Sparse, high-dimensional vector space in SciDB


#1

Hi all,

In an application, I have to store and search many vectors (100M+) in a sparse, high-dimensional space 10 to 10K.
This problem is analogous to a word-document occurrence matrix, with many documents, many words, but few words in each document.
My schema is roughly following this JSON structure:

Document { id: "a1", author: "Peter", word1: 0, word2: 1, word3: 2, word4: 0, ... word10040: 4, word10041: 0, ... }

So, the documents are the rows of a matrix, while the words are the columns, with very high sparsity (non-zero values are less than 5%).
The main operations I need to perform on these objects are: appending new rows at the end of the matrix, slicing (apply operations only on certain rows/columns), dot product between rows (or Cosine distance), singular value decomposition, etc.
To date, I’ve been doing these things using SciPy arrays, but I’m hitting memory limits.

SciDB seems great to store and search large arrays in a transparent way, but I can’t find the ideal way of storing this kind of data in it. I guess words can be dimensions and things like “author” attributes of an array. Would that work ok on a very large number of dimensions (10K+)?

What is your recommendation? How would you deal with this type of data?


#2

Hi,

I think it might be possible to do something like this.
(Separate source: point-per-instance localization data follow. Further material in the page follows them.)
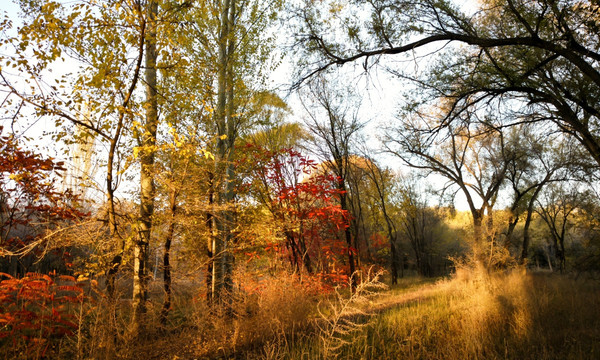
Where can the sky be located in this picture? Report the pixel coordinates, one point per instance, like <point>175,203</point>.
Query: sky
<point>379,93</point>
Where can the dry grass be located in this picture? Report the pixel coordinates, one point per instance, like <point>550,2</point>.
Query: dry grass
<point>474,315</point>
<point>481,316</point>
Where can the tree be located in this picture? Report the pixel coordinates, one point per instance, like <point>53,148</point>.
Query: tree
<point>540,58</point>
<point>382,180</point>
<point>32,207</point>
<point>333,120</point>
<point>470,157</point>
<point>557,207</point>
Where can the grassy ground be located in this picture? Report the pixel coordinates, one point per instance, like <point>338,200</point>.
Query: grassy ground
<point>476,316</point>
<point>473,315</point>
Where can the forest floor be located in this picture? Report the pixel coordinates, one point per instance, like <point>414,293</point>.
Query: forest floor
<point>474,315</point>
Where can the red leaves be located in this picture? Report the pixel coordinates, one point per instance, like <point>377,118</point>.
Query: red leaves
<point>32,203</point>
<point>303,200</point>
<point>36,308</point>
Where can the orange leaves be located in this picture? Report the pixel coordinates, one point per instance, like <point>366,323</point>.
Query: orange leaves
<point>36,308</point>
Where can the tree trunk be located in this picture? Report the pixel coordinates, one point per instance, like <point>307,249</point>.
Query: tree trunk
<point>348,235</point>
<point>147,191</point>
<point>167,281</point>
<point>221,168</point>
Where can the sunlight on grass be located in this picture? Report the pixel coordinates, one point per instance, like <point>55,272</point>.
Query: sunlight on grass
<point>477,315</point>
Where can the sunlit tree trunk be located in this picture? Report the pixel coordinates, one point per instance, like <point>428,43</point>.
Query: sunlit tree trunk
<point>147,190</point>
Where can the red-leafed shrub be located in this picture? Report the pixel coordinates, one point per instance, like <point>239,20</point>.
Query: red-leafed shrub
<point>36,311</point>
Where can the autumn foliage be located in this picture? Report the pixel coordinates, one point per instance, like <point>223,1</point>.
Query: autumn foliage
<point>37,310</point>
<point>303,201</point>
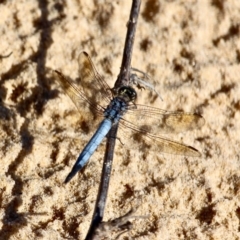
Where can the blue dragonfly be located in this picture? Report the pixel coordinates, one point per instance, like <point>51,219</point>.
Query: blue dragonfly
<point>101,107</point>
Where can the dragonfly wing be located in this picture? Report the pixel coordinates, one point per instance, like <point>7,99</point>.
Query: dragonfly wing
<point>94,86</point>
<point>155,120</point>
<point>145,123</point>
<point>89,111</point>
<point>155,143</point>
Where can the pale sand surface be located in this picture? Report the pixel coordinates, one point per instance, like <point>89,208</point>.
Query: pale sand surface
<point>192,51</point>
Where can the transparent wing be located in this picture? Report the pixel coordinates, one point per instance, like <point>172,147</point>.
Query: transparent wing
<point>145,123</point>
<point>155,120</point>
<point>90,95</point>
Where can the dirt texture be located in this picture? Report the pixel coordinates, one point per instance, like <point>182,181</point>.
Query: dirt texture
<point>191,50</point>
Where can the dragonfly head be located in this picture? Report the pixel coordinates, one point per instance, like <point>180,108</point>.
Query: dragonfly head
<point>127,93</point>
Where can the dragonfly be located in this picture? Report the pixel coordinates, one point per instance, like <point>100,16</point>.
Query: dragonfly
<point>101,107</point>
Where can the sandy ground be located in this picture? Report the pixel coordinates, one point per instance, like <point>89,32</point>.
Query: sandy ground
<point>192,51</point>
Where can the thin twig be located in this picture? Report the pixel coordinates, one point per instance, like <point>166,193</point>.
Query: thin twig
<point>124,75</point>
<point>123,79</point>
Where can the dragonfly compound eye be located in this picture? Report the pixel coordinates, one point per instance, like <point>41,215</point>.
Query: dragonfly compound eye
<point>127,93</point>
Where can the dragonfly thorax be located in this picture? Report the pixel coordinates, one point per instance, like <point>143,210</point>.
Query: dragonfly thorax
<point>115,109</point>
<point>127,93</point>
Using scidb notation but omitting bounds and chunk sizes ( which will be important to calculate right):

documents         <id:string, author: string> [document_id]
words             <word:string>               [word_id]
word_occurrences  <count:uint64>              [document_id, word_id]

In other words, we are storing a matrix, encoding n-dimensional vectors in a 2D space. We’ve done this sort of thing a few times - bitcoin transactions (see goo.gl/xT0Pd2), social network data, etc.

The sparse truncated SVD and GLM are currently in the Enterprise Edition but we sometimes make those available for academic research. Let us know if interested.